Whitney Houston’s mother Cissy Houston is taking issue with claims that her superstar daughter was molested as a child by her cousin, Dee Dee Warwick.
The accusations come from a new documentary, “Whitney,” which premiered at the Cannes Film Festival back in May, focused on the life of late pop star Whitney Houston. Cissy Houston, 84, told People magazine that she only found out about the claims two days before the film’s debut.
Cissy Houston denies that claim in a joint statement with her niece Dionne Warwick to People magazine.
“We cannot, however, overstate the shock and horror we feel and the difficulty we have believing that my niece Dee Dee Warwick (Dionne’s sister) molested two of my three children,” the statement read in part. “I spent many years in recording studios (sometimes with Dionne and/or Dee Dee) where I earned my living. I also went ‘on the road’ with my group The Sweet Inspirations to try to help provide a good life for my family BUT my children always came first in my heart and in my life.”
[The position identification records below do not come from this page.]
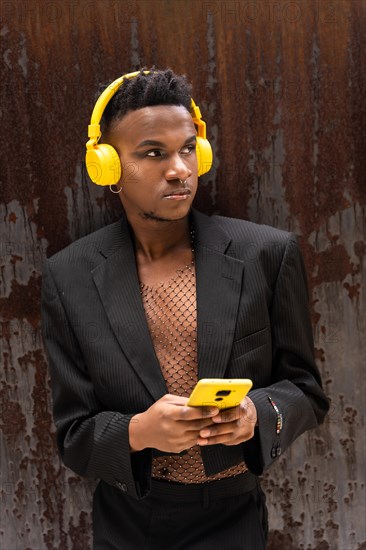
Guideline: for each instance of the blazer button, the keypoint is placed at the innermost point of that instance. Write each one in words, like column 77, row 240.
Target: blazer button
column 122, row 486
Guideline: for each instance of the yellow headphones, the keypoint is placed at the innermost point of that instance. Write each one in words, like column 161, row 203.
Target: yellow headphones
column 102, row 160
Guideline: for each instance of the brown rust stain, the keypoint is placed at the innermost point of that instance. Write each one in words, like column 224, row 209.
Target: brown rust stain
column 47, row 481
column 23, row 301
column 12, row 421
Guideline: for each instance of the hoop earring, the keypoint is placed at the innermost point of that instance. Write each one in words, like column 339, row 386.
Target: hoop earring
column 115, row 192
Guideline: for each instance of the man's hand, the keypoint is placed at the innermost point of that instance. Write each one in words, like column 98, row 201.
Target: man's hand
column 231, row 426
column 169, row 426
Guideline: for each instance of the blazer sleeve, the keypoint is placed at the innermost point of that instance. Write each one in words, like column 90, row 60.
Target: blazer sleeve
column 92, row 442
column 295, row 401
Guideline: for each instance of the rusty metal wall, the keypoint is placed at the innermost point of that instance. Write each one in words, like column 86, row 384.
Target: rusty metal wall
column 282, row 87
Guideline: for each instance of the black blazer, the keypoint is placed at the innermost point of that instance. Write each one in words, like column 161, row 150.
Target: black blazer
column 252, row 322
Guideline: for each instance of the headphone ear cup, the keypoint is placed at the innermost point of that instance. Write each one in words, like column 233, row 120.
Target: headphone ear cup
column 204, row 155
column 103, row 164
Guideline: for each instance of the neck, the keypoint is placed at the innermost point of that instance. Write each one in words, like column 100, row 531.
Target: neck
column 155, row 239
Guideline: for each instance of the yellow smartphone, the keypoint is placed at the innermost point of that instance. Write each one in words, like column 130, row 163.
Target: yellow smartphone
column 223, row 393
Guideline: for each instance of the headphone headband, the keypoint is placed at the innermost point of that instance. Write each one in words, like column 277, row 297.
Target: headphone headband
column 102, row 160
column 94, row 132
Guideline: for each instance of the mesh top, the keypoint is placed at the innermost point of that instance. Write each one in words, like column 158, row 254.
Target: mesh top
column 171, row 314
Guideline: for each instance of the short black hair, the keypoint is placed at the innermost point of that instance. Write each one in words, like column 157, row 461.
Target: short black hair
column 158, row 87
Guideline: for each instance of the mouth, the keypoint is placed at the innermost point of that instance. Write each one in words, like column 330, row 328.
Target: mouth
column 178, row 195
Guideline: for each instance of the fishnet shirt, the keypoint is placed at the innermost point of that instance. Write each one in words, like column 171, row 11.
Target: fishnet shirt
column 171, row 314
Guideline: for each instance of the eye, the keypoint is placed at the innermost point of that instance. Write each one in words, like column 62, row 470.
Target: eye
column 153, row 153
column 188, row 149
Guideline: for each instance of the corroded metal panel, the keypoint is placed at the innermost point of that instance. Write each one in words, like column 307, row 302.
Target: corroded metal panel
column 282, row 87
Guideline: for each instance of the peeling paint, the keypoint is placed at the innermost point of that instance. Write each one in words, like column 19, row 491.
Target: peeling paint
column 281, row 88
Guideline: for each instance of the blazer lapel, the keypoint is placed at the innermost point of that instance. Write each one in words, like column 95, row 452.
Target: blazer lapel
column 117, row 282
column 219, row 283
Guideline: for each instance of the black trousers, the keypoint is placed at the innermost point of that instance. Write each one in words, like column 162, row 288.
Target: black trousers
column 229, row 514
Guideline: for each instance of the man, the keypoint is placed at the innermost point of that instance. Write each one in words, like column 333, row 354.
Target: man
column 176, row 296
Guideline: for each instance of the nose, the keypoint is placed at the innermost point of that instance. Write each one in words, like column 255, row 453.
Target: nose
column 177, row 169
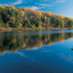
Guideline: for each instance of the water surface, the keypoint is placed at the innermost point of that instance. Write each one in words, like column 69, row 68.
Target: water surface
column 36, row 52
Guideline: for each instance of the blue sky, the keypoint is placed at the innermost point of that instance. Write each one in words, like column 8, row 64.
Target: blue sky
column 61, row 7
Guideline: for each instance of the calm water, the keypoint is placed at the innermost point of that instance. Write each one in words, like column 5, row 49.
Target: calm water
column 36, row 52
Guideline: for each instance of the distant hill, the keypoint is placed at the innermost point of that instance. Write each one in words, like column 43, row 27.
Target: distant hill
column 28, row 18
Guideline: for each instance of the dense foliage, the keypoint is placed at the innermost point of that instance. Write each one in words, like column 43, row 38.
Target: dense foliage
column 28, row 18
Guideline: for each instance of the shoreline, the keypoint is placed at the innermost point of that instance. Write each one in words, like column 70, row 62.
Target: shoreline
column 3, row 29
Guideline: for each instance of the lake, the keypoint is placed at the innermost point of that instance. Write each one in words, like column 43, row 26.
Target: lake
column 36, row 52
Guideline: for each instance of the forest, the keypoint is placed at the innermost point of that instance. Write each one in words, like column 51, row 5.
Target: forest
column 12, row 17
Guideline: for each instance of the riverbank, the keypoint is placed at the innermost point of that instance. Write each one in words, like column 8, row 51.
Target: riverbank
column 29, row 29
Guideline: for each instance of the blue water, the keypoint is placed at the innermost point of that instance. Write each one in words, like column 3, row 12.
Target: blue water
column 54, row 58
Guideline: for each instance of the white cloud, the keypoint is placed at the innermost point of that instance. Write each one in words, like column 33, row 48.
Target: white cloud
column 34, row 7
column 15, row 3
column 60, row 1
column 18, row 2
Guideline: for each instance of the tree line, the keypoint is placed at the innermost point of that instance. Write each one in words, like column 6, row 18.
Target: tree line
column 11, row 16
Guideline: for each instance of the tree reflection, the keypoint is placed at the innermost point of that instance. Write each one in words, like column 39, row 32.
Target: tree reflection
column 15, row 42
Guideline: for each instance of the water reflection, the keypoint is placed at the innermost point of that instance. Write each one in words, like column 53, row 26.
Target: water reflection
column 38, row 53
column 14, row 41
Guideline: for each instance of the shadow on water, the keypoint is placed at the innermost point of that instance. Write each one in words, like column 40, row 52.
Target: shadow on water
column 36, row 52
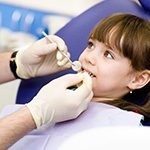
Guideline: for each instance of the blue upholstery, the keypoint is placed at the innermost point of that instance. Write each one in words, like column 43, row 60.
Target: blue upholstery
column 75, row 34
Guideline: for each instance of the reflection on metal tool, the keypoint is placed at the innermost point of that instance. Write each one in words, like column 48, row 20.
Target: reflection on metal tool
column 76, row 65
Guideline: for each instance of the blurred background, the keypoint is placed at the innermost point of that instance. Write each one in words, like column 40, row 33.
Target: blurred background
column 21, row 23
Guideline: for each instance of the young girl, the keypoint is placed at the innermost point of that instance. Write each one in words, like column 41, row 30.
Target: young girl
column 117, row 58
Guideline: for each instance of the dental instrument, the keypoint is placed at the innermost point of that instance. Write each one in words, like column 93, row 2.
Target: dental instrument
column 76, row 65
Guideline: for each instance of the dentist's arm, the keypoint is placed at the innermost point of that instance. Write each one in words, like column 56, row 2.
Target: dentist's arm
column 41, row 58
column 47, row 107
column 6, row 74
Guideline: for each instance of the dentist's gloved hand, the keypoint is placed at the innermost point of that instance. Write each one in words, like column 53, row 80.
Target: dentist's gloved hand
column 55, row 103
column 42, row 58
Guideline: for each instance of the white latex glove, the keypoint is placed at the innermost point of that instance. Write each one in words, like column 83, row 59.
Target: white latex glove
column 40, row 58
column 55, row 103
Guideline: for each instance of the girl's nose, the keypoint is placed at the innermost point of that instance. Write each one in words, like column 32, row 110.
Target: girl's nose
column 91, row 58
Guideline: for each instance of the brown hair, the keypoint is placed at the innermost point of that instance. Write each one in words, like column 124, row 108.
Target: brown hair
column 130, row 35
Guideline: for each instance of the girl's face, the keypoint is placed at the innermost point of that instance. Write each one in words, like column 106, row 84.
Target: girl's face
column 111, row 72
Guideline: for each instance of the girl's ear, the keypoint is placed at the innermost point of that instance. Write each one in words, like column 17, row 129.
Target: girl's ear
column 140, row 80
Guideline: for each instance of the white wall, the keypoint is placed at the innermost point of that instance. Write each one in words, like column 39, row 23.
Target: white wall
column 8, row 91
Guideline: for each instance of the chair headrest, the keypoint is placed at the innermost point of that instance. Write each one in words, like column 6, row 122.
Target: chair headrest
column 145, row 4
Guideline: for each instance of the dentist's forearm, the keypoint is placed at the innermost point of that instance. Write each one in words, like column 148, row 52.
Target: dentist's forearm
column 14, row 127
column 6, row 74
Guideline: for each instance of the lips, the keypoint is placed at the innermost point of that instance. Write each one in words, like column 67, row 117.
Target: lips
column 89, row 72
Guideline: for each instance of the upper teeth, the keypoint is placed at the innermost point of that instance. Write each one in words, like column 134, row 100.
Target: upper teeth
column 92, row 75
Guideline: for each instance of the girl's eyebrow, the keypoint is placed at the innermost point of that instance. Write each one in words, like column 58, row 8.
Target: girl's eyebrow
column 114, row 49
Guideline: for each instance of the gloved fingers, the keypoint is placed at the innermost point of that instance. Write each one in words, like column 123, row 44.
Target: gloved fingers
column 60, row 42
column 46, row 49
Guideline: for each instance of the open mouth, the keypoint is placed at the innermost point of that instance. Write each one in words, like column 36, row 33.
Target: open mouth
column 90, row 73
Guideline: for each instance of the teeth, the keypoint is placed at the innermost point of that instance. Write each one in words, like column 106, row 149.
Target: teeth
column 92, row 75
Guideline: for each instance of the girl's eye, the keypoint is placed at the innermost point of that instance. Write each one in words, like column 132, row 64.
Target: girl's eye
column 90, row 45
column 108, row 55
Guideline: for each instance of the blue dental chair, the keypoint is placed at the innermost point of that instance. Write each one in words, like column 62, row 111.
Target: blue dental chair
column 75, row 34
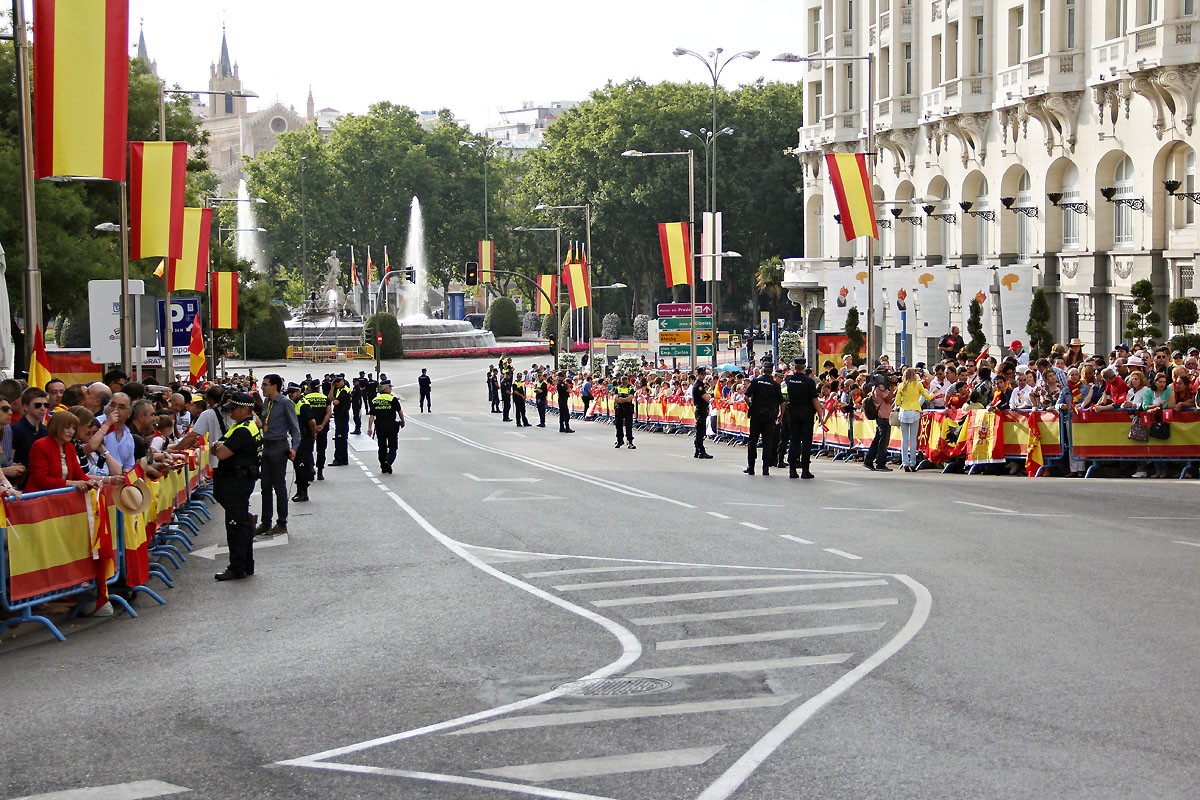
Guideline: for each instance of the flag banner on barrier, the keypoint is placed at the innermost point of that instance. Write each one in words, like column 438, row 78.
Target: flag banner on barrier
column 49, row 545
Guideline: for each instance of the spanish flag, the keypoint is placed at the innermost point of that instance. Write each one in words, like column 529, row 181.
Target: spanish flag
column 676, row 241
column 486, row 260
column 49, row 545
column 190, row 272
column 39, row 362
column 157, row 178
column 198, row 364
column 575, row 275
column 851, row 188
column 549, row 284
column 225, row 300
column 81, row 88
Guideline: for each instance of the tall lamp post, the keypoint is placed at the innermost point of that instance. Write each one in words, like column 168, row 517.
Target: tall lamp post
column 587, row 234
column 791, row 58
column 691, row 226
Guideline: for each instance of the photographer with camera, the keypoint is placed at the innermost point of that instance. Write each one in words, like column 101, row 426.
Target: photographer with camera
column 877, row 405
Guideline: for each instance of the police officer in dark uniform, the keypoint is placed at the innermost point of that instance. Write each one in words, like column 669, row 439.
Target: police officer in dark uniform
column 803, row 410
column 541, row 396
column 303, row 462
column 238, row 451
column 321, row 410
column 387, row 420
column 340, row 398
column 624, row 401
column 701, row 398
column 765, row 398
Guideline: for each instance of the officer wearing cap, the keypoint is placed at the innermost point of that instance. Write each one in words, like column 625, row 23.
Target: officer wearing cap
column 387, row 420
column 238, row 451
column 701, row 398
column 803, row 409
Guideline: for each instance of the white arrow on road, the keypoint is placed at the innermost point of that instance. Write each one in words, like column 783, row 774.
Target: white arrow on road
column 211, row 553
column 501, row 480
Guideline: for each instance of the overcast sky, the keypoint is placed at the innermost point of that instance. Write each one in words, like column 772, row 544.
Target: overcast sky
column 471, row 56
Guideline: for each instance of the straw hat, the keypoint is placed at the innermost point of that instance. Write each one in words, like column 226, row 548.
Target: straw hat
column 133, row 499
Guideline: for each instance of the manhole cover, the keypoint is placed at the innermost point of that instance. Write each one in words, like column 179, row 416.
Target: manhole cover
column 612, row 686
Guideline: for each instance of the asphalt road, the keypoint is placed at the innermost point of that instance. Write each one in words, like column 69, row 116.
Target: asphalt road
column 856, row 636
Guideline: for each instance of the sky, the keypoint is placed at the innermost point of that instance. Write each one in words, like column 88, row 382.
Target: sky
column 471, row 56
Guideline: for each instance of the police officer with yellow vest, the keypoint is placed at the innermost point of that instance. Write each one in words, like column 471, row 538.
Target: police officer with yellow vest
column 623, row 403
column 238, row 451
column 387, row 420
column 321, row 410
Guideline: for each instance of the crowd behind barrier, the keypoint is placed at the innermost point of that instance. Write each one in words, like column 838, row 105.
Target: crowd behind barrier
column 75, row 543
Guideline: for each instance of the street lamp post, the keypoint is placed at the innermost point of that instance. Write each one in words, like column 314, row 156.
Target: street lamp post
column 791, row 58
column 691, row 226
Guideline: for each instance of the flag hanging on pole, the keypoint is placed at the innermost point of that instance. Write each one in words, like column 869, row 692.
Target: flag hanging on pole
column 575, row 276
column 39, row 364
column 81, row 88
column 198, row 364
column 190, row 272
column 157, row 178
column 486, row 260
column 851, row 188
column 675, row 239
column 225, row 300
column 547, row 283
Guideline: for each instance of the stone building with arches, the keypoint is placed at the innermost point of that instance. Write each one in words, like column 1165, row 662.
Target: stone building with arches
column 1019, row 144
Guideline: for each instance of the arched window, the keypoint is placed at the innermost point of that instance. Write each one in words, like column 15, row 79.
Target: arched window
column 1122, row 215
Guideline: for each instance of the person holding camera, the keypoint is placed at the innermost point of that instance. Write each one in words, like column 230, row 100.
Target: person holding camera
column 877, row 405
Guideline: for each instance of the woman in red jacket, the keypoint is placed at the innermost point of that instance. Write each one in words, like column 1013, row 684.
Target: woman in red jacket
column 53, row 462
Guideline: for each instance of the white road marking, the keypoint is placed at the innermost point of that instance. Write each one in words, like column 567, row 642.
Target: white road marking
column 977, row 505
column 744, row 666
column 690, row 578
column 510, row 494
column 625, row 713
column 729, row 593
column 606, row 764
column 501, row 480
column 675, row 619
column 768, row 636
column 136, row 791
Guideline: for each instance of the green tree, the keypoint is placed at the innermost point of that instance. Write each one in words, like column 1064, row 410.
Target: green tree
column 855, row 336
column 502, row 318
column 975, row 328
column 1038, row 328
column 1143, row 324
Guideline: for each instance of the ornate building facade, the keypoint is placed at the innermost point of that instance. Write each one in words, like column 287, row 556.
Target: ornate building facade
column 1019, row 144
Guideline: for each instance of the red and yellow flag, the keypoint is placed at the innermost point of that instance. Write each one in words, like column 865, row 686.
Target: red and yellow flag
column 851, row 188
column 549, row 284
column 575, row 275
column 225, row 301
column 197, row 364
column 81, row 88
column 676, row 241
column 190, row 272
column 49, row 545
column 157, row 178
column 39, row 362
column 486, row 260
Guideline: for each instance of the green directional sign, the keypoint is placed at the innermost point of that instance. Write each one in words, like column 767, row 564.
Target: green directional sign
column 684, row 323
column 666, row 350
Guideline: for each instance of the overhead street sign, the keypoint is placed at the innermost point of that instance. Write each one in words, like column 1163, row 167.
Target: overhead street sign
column 684, row 310
column 684, row 323
column 685, row 349
column 682, row 337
“When I was away they did not stay with four or five different families; they stayed at home where their longtime babysitter, Phyllis, or my dear friend Bae or their father took care of them. In all the years I traveled Dee Dee, who was 21 years older than Whitney, NEVER BABYSAT for them,” Cissy Houston and Dionne Warwick said in the statement.
“Dee Dee may have had her personal challenges but the idea that she would have molested my children is overwhelming and for us unfathomable,” the statement continued. “Neither I, Dionne, nor my son Michael who was very close to his sister, and in the film is VERY candid about their drug use, has ever heard these allegations; we have never heard anything remotely connected to the crimes charged against Dee Dee in the film. How can that be fair to my daughter, to Dee Dee, or to our family?”
The joint statement concluded, “After people have seen the film they will draw their own conclusions and we are not trying to change that. We just want people to know there is another side. While the filmmakers certainly had the legal right to make this film, I wonder at the moral right.”